Stress-Testing A Hanging Speaker System
Hanging sound system technology for both touring and installation use can pose some very serious questions. One of these is related to hardware stress, because the methods and equipment chosen to suspend heavy loudspeaker arrays above the ground vary from venue to venue. Portable systems often rely on nylon straps and chain motor hoists, while permanent installations require more solid suspension fittings.
The temporary system places a dynamic or changing load on the rigging hardware. As the speaker array moves up and down, great force can be developed. Permanent installations are usually static, non-moving loads, although some facilities provide for the raising and lowering of arrays.

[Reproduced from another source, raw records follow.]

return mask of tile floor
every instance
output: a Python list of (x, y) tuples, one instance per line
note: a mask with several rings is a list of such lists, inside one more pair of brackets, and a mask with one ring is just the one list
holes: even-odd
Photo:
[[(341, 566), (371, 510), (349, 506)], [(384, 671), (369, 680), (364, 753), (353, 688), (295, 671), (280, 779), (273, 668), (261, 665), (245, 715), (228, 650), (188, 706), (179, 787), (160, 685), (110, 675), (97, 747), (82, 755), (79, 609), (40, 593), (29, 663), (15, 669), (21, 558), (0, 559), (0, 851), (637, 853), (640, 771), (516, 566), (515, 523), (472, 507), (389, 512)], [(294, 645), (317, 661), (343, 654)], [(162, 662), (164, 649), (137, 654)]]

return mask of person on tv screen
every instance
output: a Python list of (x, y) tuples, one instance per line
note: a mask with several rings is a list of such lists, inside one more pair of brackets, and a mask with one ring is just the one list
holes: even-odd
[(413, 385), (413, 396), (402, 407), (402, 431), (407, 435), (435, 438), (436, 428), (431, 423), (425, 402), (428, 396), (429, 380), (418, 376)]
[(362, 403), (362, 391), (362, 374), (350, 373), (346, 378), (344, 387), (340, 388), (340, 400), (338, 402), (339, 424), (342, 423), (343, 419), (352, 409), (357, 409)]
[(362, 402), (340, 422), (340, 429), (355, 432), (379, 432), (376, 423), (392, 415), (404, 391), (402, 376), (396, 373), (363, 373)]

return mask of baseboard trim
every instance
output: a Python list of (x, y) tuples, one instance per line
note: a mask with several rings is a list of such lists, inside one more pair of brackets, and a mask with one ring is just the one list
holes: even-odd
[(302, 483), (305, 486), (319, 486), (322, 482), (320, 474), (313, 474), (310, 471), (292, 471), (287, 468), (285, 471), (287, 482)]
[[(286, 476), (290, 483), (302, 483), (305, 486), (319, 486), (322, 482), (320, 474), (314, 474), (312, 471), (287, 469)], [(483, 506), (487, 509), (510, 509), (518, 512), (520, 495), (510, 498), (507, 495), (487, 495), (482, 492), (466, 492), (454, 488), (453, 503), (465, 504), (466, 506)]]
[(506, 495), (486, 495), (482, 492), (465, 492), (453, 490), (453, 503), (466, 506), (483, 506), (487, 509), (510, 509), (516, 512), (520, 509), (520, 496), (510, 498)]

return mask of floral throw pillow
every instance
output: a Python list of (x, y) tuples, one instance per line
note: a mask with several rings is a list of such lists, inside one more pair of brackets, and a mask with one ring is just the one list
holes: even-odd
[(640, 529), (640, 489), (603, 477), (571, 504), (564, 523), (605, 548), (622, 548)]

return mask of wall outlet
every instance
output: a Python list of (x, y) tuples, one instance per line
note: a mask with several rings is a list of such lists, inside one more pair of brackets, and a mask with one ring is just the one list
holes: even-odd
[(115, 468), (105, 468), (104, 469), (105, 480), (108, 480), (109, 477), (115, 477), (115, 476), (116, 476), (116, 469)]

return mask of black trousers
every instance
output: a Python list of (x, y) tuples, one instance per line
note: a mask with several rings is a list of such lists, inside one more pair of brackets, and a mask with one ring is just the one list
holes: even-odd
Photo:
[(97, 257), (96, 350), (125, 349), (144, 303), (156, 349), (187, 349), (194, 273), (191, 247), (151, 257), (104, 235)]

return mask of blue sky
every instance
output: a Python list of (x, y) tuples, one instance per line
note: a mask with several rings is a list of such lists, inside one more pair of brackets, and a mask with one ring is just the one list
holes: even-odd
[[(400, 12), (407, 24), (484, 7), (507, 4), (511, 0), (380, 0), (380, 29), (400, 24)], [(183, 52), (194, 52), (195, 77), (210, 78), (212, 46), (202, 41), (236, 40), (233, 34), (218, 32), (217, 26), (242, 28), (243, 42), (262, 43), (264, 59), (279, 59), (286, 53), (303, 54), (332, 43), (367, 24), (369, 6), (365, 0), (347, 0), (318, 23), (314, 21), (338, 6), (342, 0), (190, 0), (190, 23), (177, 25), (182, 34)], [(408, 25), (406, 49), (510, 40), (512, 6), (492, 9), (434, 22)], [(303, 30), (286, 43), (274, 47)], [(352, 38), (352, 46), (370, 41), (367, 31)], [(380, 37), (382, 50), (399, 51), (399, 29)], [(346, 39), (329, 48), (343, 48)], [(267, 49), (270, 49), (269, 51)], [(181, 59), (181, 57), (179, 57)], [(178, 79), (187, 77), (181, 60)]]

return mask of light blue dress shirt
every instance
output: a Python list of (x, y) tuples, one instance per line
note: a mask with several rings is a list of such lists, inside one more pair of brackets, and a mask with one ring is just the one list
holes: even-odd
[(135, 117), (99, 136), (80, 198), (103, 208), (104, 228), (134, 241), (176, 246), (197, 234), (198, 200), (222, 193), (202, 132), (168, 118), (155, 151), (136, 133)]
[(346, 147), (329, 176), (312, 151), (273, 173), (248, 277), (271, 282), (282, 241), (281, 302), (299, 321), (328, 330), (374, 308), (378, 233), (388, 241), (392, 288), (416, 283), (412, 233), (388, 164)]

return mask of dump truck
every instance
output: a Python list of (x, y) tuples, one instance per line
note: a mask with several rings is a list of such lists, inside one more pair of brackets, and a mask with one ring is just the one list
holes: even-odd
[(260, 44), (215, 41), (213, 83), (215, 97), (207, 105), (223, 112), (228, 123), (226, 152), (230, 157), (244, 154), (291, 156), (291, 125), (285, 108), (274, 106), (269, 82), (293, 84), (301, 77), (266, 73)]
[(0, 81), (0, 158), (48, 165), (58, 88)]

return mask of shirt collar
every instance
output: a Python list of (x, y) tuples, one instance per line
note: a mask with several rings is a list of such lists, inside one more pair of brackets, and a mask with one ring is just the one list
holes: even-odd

To ensure the structural integrity of Concert Series enclosures, Stanal Sound commissioned the services of an industrial testing laboratory. “It is imperative to know just what the limits are, and when the breaking point is going to occur ,” explains Mark Engebretson, an electro-acoustical consultant involved in design engineering work on the CS enclosures. “Certification of industrial hardware requires more than guesswork.”
Osborne laboratories, Inc. of Santa Fe Springs, CA, was assigned the task of trying to pull apart one of the new enclosures. With 600,000 pounds of test pressure available, any weak spot in the cabinet’s construction would show up.
A “sacrificial” Model 4870 system was strapped into the firm’s Tinius Olsen model Universal Testing machine, comprising extremely powerful hydraulic screw·cylinders pushing in opposition. Force was gradually applied; the results are shown below.
“The device was calibrated to be accurate within 50 pounds,” recalls Engebretson. “As it turned out, the box was actually stronger than some of the rigging hardware typically used to suspend such speaker systems in the air.”
The series of three ultimate-load destruction tests on the 4870 cabinet were postponed when a nylon strap used to attach the load fasteners separated. A heavy metal clevis was then used in replacement, and the test continued.
“Eventually, the test rig just pulled the box apart,” notes Engebretson. “However, it is impressive that this ultimate failure did not happen on the end-to-end test until a point well past two tons, which is beyond the capacity of the very chain motors that are typically used to support hanging speaker systems.”
Such extreme stress testing is required whenever a hardware manufacturer, or a user of hardware, needs an answer to a very important question: Mow strong is it? Many hanging sound systems use the structure of the loudspeaker cabinets themselves to support the weight of other enclosures. Verifying the structural integrity of an enclosure is one of many required steps along the path that leads to the development of safe, reliable hardware systems.